To say this explore is a shell of what it was is an understatement. The expo is half the size of the room, the sessions are smaller, and the long lines at the bathroom are much easier to navigate (on the positive side). The problem with VMware isn’t the tech, and has never been the tech. Its how VMware deals with its customers, and partners. And seeing around 4000 people total at VMware Explore this year. Its easy to see that relationship has been strained. Like a bipolar kid trying to tell their parents where they want to eat, VMware has bounced all over the place with their customers telling them what licensing they have, what pricing, how it will be deployed/consumed and more. Its been a wild ride.

But…

VMware is coming back, from some of the already announced integrations and products that definitely turns my head. The technology of VMware has always been stellar and amazing. Hard times come to us all, and hard times have come for VMware for sure, not from a business perspective because Hock is making his money back, but from a customer relationship the problems are plentiful.

Now that explore is over, there are a ton of things to dig into, VCF Operations, and Automations doing some crazy new things (of course I’ll be playing with that in the lab), as well as additional fun around Private AI. I know NVIDIAs push towards a Kubernetes framework for AI will push customers to adopt this new framework, allowing new capabilities for their applications, and AI integration. Very cool things coming in this year, and I can’t wait for 2026.
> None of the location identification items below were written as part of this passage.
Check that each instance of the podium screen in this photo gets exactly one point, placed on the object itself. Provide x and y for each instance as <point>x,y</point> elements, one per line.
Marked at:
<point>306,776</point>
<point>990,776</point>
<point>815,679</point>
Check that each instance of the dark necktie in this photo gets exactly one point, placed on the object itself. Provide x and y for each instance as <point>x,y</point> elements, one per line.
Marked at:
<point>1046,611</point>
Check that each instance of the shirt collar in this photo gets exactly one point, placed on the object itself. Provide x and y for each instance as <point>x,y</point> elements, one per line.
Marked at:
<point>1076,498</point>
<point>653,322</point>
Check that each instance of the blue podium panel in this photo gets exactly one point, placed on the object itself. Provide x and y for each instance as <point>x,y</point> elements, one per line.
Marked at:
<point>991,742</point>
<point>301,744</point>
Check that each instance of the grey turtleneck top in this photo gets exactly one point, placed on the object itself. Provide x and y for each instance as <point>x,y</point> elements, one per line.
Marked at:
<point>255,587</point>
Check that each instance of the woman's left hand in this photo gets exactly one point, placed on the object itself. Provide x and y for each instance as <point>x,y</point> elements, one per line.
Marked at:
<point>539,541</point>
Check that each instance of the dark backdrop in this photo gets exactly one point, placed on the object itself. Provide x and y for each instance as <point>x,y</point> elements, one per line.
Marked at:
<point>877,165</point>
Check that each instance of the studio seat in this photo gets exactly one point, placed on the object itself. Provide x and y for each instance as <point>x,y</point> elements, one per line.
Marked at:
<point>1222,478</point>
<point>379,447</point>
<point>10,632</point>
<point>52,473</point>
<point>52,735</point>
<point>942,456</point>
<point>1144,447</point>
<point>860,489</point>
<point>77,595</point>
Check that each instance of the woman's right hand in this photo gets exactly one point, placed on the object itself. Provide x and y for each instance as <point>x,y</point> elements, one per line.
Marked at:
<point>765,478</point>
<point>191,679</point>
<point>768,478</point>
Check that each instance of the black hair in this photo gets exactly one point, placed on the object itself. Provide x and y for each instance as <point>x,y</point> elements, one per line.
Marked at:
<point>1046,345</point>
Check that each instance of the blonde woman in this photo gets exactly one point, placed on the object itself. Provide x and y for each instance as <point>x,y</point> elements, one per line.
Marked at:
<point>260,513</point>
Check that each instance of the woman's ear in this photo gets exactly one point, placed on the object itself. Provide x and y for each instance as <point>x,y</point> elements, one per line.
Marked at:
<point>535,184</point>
As I keep working with customers, and friends around challenges with VMware, it’s clear, that VMware has not lost its teeth, nor has it lost its budgetary capabilities. The problem VMware had was, “Naked vSphere”, which was people utilizing vSphere, and vCenter, and nothing else. It’s truly sad when I saw these customer, because they only cared about the virtualization, and most didn’t even use it for HA or VMotion. By moving to VCF these customers must make the decision of using an enterprise platform, or a free version (Proxmox, KVM, Hyper-V, etc). This removes the half-way option, but does increase that cost.

I may be optimistic, and I may see things issues that are not prevalent in many customers, but I know the function, and options are available far beyond what the naked vSphere options customers even knew possible.